Foi em alguma dessas férias que, junto dos meus primos, eu comecei a subir morros. Começamos por um pequeno morro desmatado que ficava em frente à casa dos avós. Nestas empreitadas morro acima, subir era, em si, a finalidade, a grande aventura infantil. Claro que, ao chegar no topo, tem-se uma vista e uma sensação de conquista; mais tarde, na época que começaram a circular os primeiros telefones celulares, era preciso subir o morro da casa dos avós para pegar algum traço de sinal telefônico.
Entretanto, subir morros apenas para conseguir falar ao telefone é o mesmo que manter algumas árvores de pé no quintal apenas pelo seu sentido utilitário.
Subir montanhas não tem nada de utilitário. É algo de outra ordem.
✤ ✤ ✤
Já adulta, tomei o gosto por trilhas na natureza. O objetivo nunca foi me desafiar, tentar algo cada vez mais difícil (para quê?). Eu gostava, simplesmente, de me embrenhar no mato. Se possível, no silêncio. E ficar ali, andando. O ganho, se é que é adequado usar este termo, era a atividade em si mesma.
Claro, a maioria das trilhas leva a algum lugar: um mirante, uma cachoeira, uma gruta. Ou a um cume.
Há quem toma o gosto por subir montanhas. E trilhas deste nível, a depender da altitude de subida, exigem um pouco mais do caminhante. Por quê investir tanta energia nisto?
Eu diria: pela experiência.
Se fosse apenas uma questão de saciar a curiosidade, a internet resolveria: podemos facilmente acessar imagens e vídeos em alta resolução de qualquer lugar do mundo, por mais remoto que seja o local pesquisado.

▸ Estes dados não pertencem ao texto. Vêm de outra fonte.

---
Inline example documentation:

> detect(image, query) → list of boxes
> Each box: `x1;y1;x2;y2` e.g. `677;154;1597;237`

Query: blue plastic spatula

Mas uma imagem é sempre uma imagem, e não a coisa em si. E a coisa em si é feita não só de sua aparência, mas de seus sons, seus cheiros, suas sensações térmicas, suas variações temporais. Além das suas características materiais, há seu campo sutil de existência: aquilo que é percebido mas, racionalmente, não explicável.
Uma coisa é ver vídeos de Machu Picchu em Full HD. Outra coisa, completamente diferente, é visitá-lo — de corpo inteiro.

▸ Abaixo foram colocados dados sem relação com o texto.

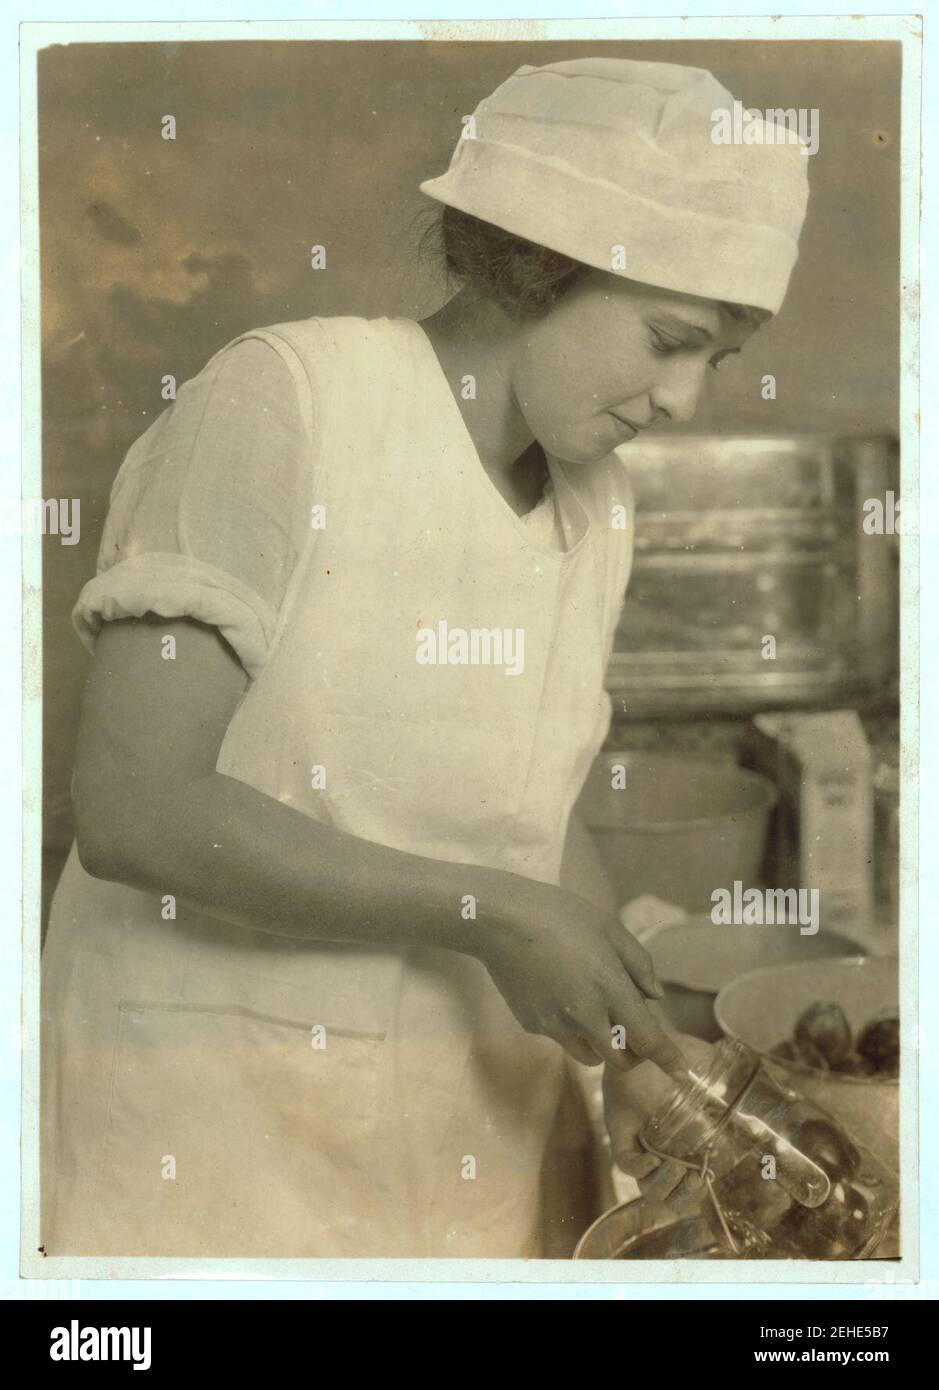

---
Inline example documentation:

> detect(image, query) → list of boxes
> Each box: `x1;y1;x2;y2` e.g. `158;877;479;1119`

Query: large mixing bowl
649;917;865;1041
715;956;899;1170
576;752;777;913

Não tem como falar de montanhas importantes sem abordar seu aspecto numinoso, aquilo que escapa completamente de qualquer sentido utilitário, recreativo ou competitivo. Algumas montanhas são mágicas. Machu Picchu é uma delas.
✤ ✤ ✤
Há oito anos atrás fiz uma viagem inesquecível ao Peru. Um dos roteiros foi a trilha de Salkantay, uma caminhada que levava cinco dias e que terminava em Aguas Calientes, a cidade-base para a subida de Machu Picchu.
Machu Picchu é um dos pontos turísticos mais visitados da América do Sul. De fato, quando meu grupo de trilha chegou na montanha, o local estava cheio de turistas; a imensa maioria deles não havia feito nenhuma peregrinação. Existem vários meios de transporte que facilitam o acesso. Não era o nosso caso: estávamos caminhando há cinco dias, passamos por variações climáticas intensas, ficamos dias imersos na natureza, sem sinal de telefone nem energia elétrica.
Sei que a experiência de quem chega a uma montanha depois de uma longa caminhada é, no mínimo, bem diferente de quem chega sentado numa van. O veículo, facilitador de acesso a quem tem mobilidade reduzida, atrapalha outras coisas; entre elas, experienciar o tempo, a caminhada, as variações sutis do percurso.
A montanha sagrada inca é tão incrível em sua grandiosidade — e não falo de altitude aqui, mas daquilo que nenhuma unidade de medida humana pode avaliar — que nem a quantidade de visitantes conseguia abafar a sua potência. Mesmo quem fez a caminhada no mesmo grupo vivenciou uma montanha diferente. Montanhas mágicas são entidades de poder imenso, inclusive nas suas possibilidades de experiência: cada peregrino experimentou a sua própria.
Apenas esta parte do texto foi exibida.